En dehors de l’échelle de soins infirmiers, mentionnons la nouvelle profession d’« assistant de pratique », qui a vu le jour dans le contexte du New Deal, un troisième mode de financement de la médecine générale3. Selon l’arrêté royal du 26 novembre 2023 qui instaure ce titre professionnel, un assistant de pratique est un praticien paramédical qui soutient un ou plusieurs médecins, et éventuellement d’autres prestataires, dans le cadre d’une pratique de groupe, multidisciplinaire ou non. Il exécute pour ce faire des tâches médicales techniques de support ainsi que des tâches administratives, logistiques et informatiques. Il peut également remplir une fonction d’accueil. La liste des actes médicaux qui peuvent être posés par un assistant de pratique est inscrite à l’annexe 2 de l’arrêté royal du 26 novembre 2023. Il s’agit essentiellement des éléments suivants : prise de paramètres, prélèvement d’échantillons, certains examens médico-techniques, réalisation de certains tests, préparation de matériel gynécologique, préparation de soins de plaies et de pansements et communication d’instructions aux patients sur l’usage correct de médicaments à inhaler.

Prestations techniques et actes pouvant être confiés par un médecin

Les listes des prestations techniques de l’art infirmier et des actes qui peuvent être confiés à un praticien de l’art infirmier par un médecin ou un dentiste se trouvent en annexes d’un arrêté royal du 18 juin 1990 maintes fois modifié4. On distingue deux types de prestations techniques : les actes « B1 », aussi appelés actes autonomes, qui ne requièrent pas de prescription médicale, et les actes « B2 », pour lesquels une prescription médicale écrite ou orale est nécessaire. Quant aux actes qui peuvent être confiés par un médecin ou un dentiste, ils sont désignés par la lettre C.
Le principe est qu’un praticien de l’art infirmier peut réaliser uniquement les prestations techniques ou les actes pour lesquels il dispose de la compétence, de la formation et/ou de l’expérience nécessaires. De plus, l’arrêté royal du 18 juin 1990 encadre certaines délégations de façon précise.

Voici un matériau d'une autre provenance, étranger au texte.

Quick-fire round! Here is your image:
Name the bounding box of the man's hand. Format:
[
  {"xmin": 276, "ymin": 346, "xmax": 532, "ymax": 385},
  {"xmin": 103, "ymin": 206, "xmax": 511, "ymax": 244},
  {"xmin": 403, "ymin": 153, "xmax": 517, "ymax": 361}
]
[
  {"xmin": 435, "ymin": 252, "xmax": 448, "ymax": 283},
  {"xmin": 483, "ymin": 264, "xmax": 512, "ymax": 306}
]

Ainsi, seuls les infirmiers responsables de soins généraux (ou ayant obtenu précédemment un diplôme leur permettant d’être reconnus de façon équivalente aujourd’hui) peuvent se voir confier des actes par un médecin ou un dentiste. Ces listes de prestations techniques et d’actes confiés ont également évolué ces dernières années. À cet égard, il parait particulièrement pertinent de mentionner que plusieurs actes sont devenus B1 et peuvent donc être effectués de façon autonome par les infirmiers. Il s’agit notamment des actes suivants : l’administration de vaccins, la réalisation de dépistages dans le cadre des campagnes des autorités de santé, le prélèvement de sang et la prescription de l’analyse de ce prélèvement par un laboratoire. Toutefois, ces actes n’ont pas encore été intégrés dans la nomenclature infirmière. Des codes de nomenclature ne leur ont donc pas encore été attribués et cela crée des difficultés pour les infirmiers sur le terrain, notamment car des laboratoires pourraient refuser d’effectuer des analyses sollicitées par une personne portant un numéro Inami infirmier, qui n’est pas encore reconnu comme pouvant prescrire cette prestation…

 

 

  1. Cette liste a été entièrement revue en 2019, via un arrêté royal du 27 février 2019.
  2. En vertu d’un arrêté royal du 16 janvier 2025.
  3. H. Jamart, J.-L. Belche, « New Deal pour la médecine générale, New Deal pour les maisons médicales ? », Santé conjuguée n°103, juin 2023.
  4. Ces listes, tenues à jour, sont disponibles sur le site du SPF Santé publique : www.health.belgium.be.